If you're going to read just one book about being pregnant and giving birth, the most useful one I can recommend was written for your male partner: Armin Brott's The Expectant Father.
Hippie stuff: 4/5
Honestly, a lot of the pregnancy books out there are horrific. You have to wade through a ton of insipid fluff about glowing, and biological destiny, and madonna-and-child flavored horse manure. It almost makes sense that the best pregnancy book would be targeted at a male. No male in his right mind will tolerate guilt trips disguised as sacred vessel worship. Also, no self-respecting man is going to read pages and pages of thinly veiled snark at his expense about how men don't do chores unless females fool them into it.
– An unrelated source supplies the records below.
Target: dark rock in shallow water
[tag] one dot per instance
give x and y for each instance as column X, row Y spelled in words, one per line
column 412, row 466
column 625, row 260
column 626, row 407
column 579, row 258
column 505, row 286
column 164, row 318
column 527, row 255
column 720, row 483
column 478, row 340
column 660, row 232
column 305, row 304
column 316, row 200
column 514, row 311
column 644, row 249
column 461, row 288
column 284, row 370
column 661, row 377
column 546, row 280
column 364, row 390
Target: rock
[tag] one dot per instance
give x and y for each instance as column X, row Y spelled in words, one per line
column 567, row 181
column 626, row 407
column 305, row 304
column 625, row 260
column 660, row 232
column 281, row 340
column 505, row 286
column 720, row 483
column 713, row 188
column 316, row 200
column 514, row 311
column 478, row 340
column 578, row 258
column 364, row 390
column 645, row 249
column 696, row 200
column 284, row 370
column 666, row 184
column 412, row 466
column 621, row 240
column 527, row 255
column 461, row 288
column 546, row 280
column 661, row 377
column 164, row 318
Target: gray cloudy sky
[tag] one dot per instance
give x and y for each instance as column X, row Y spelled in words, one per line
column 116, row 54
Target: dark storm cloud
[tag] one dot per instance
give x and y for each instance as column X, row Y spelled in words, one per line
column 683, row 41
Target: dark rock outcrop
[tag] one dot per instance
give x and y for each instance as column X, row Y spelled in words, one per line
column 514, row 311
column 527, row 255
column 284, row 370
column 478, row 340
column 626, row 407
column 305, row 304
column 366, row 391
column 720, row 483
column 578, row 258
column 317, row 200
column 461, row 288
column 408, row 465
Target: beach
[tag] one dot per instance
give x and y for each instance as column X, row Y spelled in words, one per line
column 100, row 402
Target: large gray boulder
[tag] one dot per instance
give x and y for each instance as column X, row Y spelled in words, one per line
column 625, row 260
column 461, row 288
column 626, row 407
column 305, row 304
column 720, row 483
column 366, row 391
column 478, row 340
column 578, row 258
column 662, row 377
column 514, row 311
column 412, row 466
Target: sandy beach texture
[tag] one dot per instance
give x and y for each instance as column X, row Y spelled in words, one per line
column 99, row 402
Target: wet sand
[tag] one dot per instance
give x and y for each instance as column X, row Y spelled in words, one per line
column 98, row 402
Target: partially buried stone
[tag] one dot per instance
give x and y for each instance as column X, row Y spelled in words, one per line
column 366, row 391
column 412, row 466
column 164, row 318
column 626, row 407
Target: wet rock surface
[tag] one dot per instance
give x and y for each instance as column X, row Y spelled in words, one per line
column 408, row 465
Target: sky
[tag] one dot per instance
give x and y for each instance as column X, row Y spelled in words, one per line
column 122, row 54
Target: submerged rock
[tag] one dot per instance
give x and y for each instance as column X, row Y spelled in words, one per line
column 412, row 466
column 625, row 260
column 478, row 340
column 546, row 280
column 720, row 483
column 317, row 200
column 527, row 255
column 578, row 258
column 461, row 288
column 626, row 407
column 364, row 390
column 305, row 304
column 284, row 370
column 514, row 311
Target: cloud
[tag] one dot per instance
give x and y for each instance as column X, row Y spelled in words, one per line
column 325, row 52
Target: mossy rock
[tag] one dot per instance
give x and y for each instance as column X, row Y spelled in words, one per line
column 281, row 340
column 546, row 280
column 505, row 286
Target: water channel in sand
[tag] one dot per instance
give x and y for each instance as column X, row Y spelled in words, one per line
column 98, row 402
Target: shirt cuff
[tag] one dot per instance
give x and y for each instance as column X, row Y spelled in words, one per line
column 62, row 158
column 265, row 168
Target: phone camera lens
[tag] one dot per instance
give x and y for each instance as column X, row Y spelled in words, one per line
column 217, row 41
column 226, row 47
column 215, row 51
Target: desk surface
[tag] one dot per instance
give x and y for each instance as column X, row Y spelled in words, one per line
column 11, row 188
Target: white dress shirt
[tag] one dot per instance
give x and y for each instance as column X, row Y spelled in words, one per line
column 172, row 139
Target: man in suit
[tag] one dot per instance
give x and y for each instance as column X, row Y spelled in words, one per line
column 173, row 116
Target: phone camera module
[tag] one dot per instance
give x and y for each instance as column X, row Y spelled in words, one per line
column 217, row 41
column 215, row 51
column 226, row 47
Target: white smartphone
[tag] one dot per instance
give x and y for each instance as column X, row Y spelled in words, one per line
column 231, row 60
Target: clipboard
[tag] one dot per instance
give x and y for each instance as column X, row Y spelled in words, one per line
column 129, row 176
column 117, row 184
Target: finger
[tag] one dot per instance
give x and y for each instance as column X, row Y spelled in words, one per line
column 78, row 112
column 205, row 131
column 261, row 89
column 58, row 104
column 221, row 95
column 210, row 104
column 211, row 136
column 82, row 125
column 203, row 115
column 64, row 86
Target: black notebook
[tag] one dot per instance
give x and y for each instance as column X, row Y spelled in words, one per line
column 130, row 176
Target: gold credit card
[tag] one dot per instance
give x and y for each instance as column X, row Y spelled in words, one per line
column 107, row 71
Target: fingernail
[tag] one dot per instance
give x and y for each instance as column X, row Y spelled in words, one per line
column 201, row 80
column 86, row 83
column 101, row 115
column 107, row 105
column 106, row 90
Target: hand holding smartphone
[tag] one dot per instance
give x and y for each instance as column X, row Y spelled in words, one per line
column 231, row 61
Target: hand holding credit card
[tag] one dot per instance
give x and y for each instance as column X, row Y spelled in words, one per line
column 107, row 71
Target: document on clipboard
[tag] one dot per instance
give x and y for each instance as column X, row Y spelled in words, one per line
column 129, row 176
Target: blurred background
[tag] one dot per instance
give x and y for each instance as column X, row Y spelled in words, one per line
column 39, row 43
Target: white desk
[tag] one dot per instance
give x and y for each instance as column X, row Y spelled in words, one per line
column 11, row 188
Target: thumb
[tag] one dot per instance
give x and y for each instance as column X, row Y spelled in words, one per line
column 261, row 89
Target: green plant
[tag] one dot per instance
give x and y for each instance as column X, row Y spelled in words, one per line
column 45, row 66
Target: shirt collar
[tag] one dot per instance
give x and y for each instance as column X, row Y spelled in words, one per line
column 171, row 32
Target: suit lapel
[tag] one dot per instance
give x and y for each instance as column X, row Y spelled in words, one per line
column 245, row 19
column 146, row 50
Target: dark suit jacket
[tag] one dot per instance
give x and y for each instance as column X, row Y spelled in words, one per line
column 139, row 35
This book assumes that a real man wants to be part of the process, is slightly disturbed by the process and trying to hide that, and would like to knock out the assigned reading in a couple of nights of bedtime page turning. This book suspects that the man holding it may be skimming, and might reach for it at a later date thinking "Hey, didn't that stripey book say something about mood swings?"
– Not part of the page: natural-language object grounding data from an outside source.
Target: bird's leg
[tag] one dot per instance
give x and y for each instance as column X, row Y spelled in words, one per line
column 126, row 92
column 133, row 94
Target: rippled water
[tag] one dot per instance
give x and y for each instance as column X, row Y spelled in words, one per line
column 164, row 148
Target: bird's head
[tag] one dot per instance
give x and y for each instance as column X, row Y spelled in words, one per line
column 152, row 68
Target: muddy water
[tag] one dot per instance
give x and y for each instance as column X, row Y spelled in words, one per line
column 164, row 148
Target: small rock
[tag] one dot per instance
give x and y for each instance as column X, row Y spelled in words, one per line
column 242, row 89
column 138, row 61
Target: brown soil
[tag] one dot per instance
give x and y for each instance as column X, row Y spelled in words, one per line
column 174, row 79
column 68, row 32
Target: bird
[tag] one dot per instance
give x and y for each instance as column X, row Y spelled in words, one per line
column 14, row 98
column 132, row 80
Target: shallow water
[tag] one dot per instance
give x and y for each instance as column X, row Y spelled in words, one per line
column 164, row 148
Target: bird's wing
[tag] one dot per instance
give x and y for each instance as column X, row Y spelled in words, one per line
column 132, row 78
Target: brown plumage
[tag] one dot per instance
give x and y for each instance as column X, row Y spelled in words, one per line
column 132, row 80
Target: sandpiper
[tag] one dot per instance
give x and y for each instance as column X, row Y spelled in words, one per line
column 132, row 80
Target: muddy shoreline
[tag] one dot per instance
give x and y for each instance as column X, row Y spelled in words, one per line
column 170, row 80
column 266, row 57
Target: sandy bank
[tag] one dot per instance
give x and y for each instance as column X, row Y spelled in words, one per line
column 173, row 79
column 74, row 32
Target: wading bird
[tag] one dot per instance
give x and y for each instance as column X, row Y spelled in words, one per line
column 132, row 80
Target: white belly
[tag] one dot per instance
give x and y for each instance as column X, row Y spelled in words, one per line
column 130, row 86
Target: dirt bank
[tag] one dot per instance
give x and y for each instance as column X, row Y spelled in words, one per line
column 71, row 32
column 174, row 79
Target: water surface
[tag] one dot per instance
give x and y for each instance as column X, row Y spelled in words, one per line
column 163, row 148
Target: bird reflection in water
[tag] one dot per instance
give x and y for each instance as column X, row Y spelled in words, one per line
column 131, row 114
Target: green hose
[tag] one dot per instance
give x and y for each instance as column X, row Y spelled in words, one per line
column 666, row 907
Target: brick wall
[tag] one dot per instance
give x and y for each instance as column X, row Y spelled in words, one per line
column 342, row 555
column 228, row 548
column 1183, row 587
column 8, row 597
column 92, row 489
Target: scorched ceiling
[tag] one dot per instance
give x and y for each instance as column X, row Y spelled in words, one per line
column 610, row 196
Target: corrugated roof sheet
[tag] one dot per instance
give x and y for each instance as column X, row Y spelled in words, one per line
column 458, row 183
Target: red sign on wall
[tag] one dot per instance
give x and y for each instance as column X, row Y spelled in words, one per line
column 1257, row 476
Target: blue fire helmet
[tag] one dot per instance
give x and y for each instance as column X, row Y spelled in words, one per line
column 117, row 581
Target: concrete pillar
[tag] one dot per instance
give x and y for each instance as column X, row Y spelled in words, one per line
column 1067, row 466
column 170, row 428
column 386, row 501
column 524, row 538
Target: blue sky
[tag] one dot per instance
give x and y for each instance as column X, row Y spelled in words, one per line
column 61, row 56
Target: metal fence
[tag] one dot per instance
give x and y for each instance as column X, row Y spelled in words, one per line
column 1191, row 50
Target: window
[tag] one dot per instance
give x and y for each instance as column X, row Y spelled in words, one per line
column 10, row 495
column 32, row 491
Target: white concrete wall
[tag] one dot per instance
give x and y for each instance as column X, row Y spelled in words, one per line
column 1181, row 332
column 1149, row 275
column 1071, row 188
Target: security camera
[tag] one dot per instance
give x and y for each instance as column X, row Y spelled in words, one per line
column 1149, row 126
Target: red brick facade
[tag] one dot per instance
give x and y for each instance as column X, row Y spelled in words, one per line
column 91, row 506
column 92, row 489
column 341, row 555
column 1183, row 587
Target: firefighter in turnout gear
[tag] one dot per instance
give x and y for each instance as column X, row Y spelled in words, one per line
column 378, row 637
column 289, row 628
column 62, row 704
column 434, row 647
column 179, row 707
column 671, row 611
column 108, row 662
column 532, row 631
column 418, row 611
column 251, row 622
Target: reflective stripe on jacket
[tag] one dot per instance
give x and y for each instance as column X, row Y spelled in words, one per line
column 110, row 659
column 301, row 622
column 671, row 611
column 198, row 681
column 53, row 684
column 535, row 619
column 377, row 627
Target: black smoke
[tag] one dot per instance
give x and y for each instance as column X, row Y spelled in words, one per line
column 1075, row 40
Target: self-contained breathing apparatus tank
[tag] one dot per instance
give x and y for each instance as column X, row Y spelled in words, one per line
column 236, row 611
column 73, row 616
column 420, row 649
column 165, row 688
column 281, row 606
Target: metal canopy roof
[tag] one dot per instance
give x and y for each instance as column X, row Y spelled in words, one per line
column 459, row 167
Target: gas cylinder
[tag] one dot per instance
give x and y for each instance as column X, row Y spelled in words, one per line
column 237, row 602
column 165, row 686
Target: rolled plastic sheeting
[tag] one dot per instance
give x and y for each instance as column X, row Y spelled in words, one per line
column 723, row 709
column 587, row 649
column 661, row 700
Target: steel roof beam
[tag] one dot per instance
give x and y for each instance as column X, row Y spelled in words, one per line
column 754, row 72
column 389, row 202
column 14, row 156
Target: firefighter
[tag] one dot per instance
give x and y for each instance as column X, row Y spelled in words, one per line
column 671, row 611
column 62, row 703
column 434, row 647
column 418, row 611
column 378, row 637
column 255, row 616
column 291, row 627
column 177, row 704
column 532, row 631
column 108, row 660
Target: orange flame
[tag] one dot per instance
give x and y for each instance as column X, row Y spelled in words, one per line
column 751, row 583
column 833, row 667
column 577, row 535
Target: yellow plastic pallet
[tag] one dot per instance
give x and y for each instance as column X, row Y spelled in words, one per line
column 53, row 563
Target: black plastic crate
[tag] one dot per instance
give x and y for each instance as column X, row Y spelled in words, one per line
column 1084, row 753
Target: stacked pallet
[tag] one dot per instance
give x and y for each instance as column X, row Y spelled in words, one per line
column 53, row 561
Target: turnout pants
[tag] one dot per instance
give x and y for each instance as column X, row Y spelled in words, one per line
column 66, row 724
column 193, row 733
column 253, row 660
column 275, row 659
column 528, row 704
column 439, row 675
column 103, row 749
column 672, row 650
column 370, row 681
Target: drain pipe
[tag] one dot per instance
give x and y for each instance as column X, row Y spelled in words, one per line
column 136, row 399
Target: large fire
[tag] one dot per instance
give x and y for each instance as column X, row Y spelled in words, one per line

It's short, well-organized, kicks off each section with bullet points, assumes that the reader is intelligent, and covers just about everything you find in much, much larger books aimed at women, without hysteria or scare tactics. The advice is practical and simple. Emotional issues are covered without the kind of condescending- towards-females nonsense that other "for the father" books are prone to spewing.
The author is a bit of a sensitive new age guy. In my household, we did not make plaster belly casts, we did not take photos from bizarre angles, and we absolutely did not play special music to the belly. My mate did lean over and whisper "CHEVROLET" at my bulge at every opportunity, lest his son and heir come out a Ford man, but I don't think that counts as the kind of belly worship the author hints at having. Also, in my household, the placenta is considered medical waste, so I knew my mate had reached the page about saving the placenta in the freezer when "WHAT THE HOLY HELL" erupted from the left side of the bed.
But in terms of a solid overview, written sensibly by a man who assumes the reader is an interested partner? Two thumbs up.